Spanduk Warga Desa Paku, Tolak Pembangunan Bandara

Pembangunan Bandara di Polman Dinilai Tak Berpihak Pada Kepentingan Rakyat


Seputarsulawesi.com, Polewali Mandar- Kebijakan Pemerintah Kabupaten (Pemkab) Polewali Mandar (Polman) untuk membangun bandara di Desa Paku, Kecamatan Binuang dinilai tidak berpihak pada kepentingan rakyat.

Hal tersebut dikemukakan oleh Muhammad Arif, Pimpinan Kota Front Perjuangan Pemuda Indonesia (FPPI) Polewali Mandar, Sabtu 6 Januari 2018 lalu. 

Arif mengatakan, rencana pembangunan bandara itu tidak melalui kajian mendalam. Apalagi kajian soal ketahanan pangan. Sehingga rencana pembangunan tersebut pun dinilainya berpotensi merusak lumbung pangan di wilayah tersebut.

"Itukan akan merusak lumbung pangan kita, dan yang naik pesawat itu siapa? kan rata-rata orang berduit, sedangkan petani kecil, bagaimana?," jelasnya. 

Mestinya, lanjut pria yang akrab disapa Pongkapadang ini, Pemkab Polman serius membantu dan memperhatikan kebutuhan petani, bukan malah menghilangkan lahan pertanian mereka.

"Ini penting, karena kita tak bisa pungkiri, sebagian besar masyarakat Polman mengantungkan harapan hidupnya di wilayah pertanian," katanya lagi.

Baca juga: 

Hal yang sama juga dikemukakan oleh Koordinator Sarekat Pengorganisasian Rakyat Indonesia (SPRI) simpul Sulbar, Nurdin Cacculu. Nurdin mengatakan, rencana pembangunan bandara itu, selain mengabaikan kepentingan rakyat, khususnya bagi kalangan petani, juga berpotensi menjadikan Polman sebagai wilayah yang rawan kirisis pangan di masa akan datang.

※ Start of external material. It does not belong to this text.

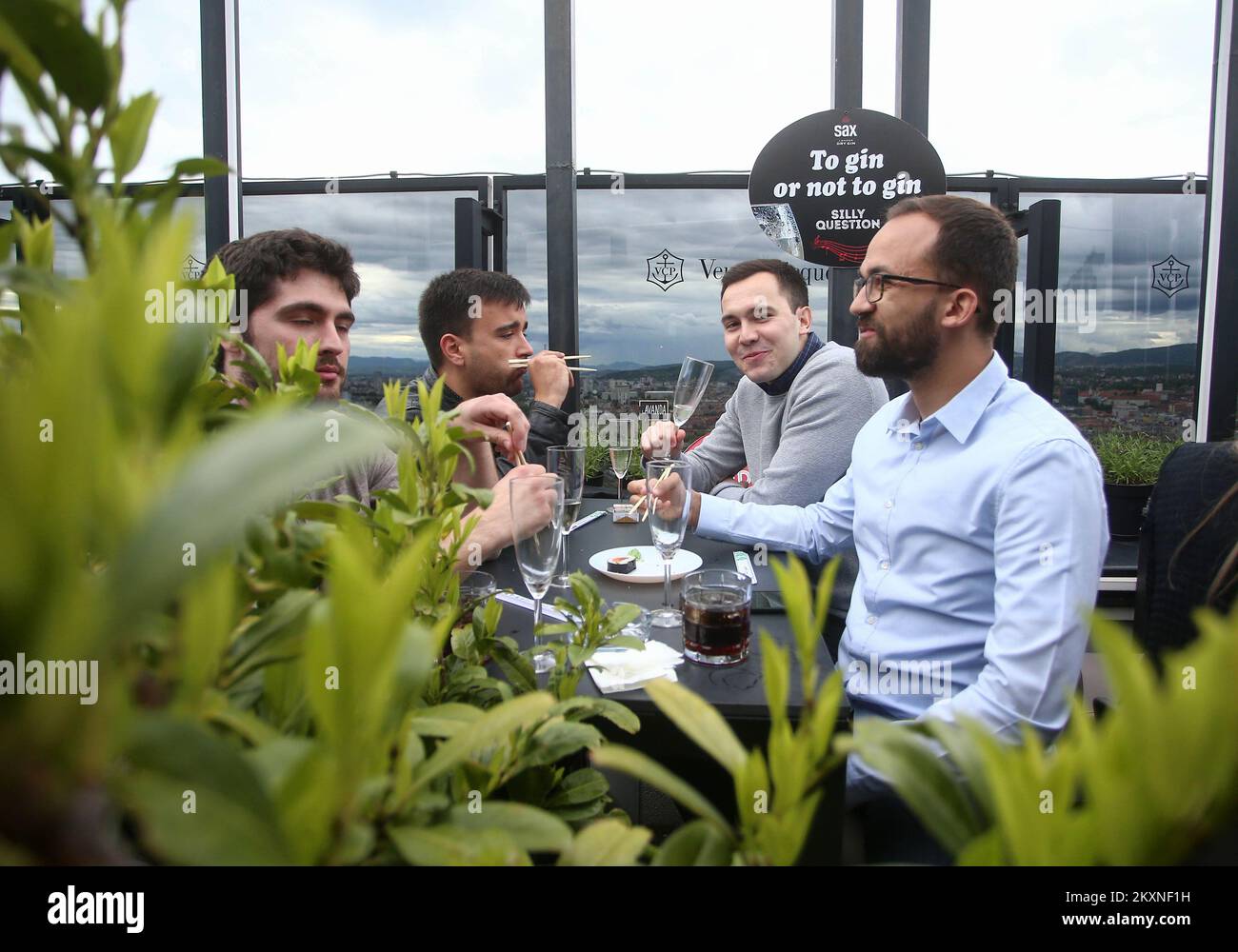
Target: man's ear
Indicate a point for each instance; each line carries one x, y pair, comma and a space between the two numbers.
452, 348
961, 308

"Coba lihat maraknya alih fungsi lahan, seolah seperti bom waktu, rakyat Polman akan kelaparan di masa yang akan datang," tegas pria yang akrab disapa Cacculu ini.

Lebih lanjut, Cacculu mengatakan, sejumlah kalangan sudah memprediksi bawah, tahun 2050 mendatang akan terjadi krisis pangan dunia, dan mestinya Pemkab Polman, ikut prihatin akan hal itu.

"Mestinya Pemkab Polman segera membuat regulasi untuk mencegah hal itu. Atau mungkin pemerintah kita tidak paham kajian seperti itu," paparnya.

Fenomena alih fungsi lahan ini, beberapa tahun terakhir memang cukup marak terjadi di daerah penghasil beras terbesar di Sulbar itu, seperti Kecamatan Matakali, Polewali, Wonomulyo dan Binuang. Cacculu menilai, itu terjadi karena perencanaan di daerah tersebut semrawut.